A company has a temporary difference of $10,000 between financial reporting and tax reporting. The company expects to reverse the difference in the future. What is the deferred tax asset or liability? A. Deferred tax asset of $10,000. B. Deferred tax liability of $10,000. C. No deferred tax asset or liability is recognized. Correct answer: A. Explanation: Temporary differences are recognized as deferred tax assets or liabilities. Why the correct answer is right: Temporary differences are recognized as deferred tax assets or liabilities. Why the trap option is tempting: Option B is tempting because it sounds like a permanent difference.

Question 4

A company has a permanent difference of $5,000 between financial reporting and tax reporting. What is the tax effect? A. Recognized as a deferred tax asset or liability. B. Recognized in the current period. C. Recognized in a future period. Correct answer: B. Explanation: Permanent differences are recognized in the current period. Why the correct answer is right: Permanent differences are recognized in the current period.

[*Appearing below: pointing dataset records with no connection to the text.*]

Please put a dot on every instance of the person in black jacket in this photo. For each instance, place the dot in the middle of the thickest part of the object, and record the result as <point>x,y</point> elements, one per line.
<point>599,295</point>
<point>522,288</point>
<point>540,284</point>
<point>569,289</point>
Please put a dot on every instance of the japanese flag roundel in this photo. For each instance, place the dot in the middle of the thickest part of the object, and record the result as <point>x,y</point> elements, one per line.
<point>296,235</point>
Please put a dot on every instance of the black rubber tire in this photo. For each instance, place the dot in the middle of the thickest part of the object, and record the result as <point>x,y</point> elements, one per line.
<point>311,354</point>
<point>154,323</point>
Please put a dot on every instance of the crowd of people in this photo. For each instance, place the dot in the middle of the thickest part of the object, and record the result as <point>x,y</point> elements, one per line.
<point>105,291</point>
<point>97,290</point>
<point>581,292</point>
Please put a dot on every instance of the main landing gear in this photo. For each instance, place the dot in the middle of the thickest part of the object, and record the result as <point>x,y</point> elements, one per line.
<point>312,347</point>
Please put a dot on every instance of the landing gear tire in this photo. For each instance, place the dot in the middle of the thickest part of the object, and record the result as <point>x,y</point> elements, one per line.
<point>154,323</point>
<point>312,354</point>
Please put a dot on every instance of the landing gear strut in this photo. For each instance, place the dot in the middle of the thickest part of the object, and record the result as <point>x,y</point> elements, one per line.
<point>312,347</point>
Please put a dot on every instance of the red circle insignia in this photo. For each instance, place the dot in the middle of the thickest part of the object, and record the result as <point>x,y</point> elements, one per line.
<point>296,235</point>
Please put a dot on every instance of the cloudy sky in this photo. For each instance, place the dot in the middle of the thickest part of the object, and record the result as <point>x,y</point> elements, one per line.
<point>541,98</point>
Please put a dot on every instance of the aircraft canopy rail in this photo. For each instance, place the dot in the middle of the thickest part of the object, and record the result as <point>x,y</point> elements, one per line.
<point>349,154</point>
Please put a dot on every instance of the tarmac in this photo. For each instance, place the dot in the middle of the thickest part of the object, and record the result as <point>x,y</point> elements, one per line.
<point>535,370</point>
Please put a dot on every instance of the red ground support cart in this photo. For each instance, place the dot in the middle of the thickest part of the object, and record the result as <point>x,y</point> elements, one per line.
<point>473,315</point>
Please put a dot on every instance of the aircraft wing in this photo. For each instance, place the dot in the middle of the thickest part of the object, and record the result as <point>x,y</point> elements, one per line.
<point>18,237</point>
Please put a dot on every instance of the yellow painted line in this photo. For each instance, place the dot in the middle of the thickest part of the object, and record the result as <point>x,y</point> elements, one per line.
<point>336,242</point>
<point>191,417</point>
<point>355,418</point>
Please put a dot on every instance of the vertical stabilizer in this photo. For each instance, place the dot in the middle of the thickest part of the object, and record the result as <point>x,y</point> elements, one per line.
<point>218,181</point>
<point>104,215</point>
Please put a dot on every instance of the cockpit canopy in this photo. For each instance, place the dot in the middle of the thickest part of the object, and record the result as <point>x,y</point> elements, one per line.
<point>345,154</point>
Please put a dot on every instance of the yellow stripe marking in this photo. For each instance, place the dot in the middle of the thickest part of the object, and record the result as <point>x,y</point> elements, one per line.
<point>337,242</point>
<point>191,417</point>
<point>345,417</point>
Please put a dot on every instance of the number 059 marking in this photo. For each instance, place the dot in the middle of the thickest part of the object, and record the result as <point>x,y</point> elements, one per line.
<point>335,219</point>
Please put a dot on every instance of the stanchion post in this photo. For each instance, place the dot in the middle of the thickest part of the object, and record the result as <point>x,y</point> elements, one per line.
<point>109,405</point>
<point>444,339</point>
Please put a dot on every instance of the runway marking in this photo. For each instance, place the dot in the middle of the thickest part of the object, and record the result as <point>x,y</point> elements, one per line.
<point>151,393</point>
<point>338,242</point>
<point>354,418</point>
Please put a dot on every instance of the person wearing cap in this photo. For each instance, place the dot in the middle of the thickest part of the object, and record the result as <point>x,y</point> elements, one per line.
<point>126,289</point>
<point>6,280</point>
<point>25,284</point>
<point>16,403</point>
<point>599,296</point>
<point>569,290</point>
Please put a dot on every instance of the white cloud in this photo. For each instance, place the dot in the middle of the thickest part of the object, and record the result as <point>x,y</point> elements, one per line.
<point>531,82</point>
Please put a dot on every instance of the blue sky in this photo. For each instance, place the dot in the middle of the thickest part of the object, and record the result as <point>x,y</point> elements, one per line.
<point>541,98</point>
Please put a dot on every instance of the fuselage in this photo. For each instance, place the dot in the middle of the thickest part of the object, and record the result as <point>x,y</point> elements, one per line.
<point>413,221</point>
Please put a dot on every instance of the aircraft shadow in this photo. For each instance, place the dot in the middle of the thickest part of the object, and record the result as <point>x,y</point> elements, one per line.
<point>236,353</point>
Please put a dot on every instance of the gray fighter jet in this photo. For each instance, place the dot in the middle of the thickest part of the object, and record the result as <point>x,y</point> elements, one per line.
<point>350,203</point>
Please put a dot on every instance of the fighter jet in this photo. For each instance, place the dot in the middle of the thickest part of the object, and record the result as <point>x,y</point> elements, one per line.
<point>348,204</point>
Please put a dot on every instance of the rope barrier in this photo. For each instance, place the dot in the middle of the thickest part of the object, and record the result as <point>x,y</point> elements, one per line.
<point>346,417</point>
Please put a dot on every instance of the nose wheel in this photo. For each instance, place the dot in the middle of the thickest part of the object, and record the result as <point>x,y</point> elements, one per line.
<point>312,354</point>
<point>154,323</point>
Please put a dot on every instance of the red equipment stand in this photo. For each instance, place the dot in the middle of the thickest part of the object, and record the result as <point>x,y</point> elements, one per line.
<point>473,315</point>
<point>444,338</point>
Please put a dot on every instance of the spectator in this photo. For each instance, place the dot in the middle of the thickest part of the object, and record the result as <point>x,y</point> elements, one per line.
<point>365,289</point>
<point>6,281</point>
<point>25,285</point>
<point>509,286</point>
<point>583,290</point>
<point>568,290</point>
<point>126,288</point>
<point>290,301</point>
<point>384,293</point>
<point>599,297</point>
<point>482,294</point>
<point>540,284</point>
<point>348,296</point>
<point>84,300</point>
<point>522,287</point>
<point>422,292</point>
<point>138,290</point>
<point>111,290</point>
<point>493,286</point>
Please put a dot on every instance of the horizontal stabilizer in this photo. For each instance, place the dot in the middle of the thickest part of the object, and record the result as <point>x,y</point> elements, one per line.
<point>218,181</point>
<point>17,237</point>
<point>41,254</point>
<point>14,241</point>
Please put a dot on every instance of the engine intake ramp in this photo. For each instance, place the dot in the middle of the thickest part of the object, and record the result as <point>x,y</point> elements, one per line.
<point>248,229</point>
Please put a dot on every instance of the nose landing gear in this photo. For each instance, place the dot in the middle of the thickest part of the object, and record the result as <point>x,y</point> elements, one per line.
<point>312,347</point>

Why the trap option is tempting: Option A is tempting because it sounds like a temporary difference.

Question 5

A company has a temporary difference of $15,000 between financial reporting and tax reporting. The company expects to reverse the difference in the future. What is the deferred tax asset or liability? A. Deferred tax asset of $15,000. B. Deferred tax liability of $15,000. C. No deferred tax asset or liability is recognized. Correct answer: A. Explanation: Temporary differences are recognized as deferred tax assets or liabilities. Why the correct answer is right: Temporary differences are recognized as deferred tax assets or liabilities. Why the trap option is tempting: Option B is tempting because it sounds like a permanent difference.

Real-World Patterns

  1. Temporary differences in depreciation and amortization.
  2. Permanent differences in tax-exempt income.
  3. Deferred tax assets and liabilities in financial reporting.

30-Second Cheat Sheet

  1. Temporary differences will reverse in the future.
  2. Permanent differences will not reverse in the future.
  3. Deferred tax assets and liabilities are recognized for temporary differences.
  4. Tax effect of permanent differences is recognized in the current period.
  5. Temporary differences are recognized as deferred tax assets or liabilities.

Related Concepts

  1. Accounting for income taxes under ASC 740.
  2. Temporary and permanent differences in financial reporting and tax reporting.
  3. Deferred tax assets and liabilities.

Verified Source List

  1. Financial Accounting Standards Board (FASB).
  2. American Institute of Certified Public Accountants (AICPA).
  3. Accounting Standards Codification (ASC) 740.
  4. Internal Revenue Code (IRC).
  5. Internal Revenue Service (IRS) regulations.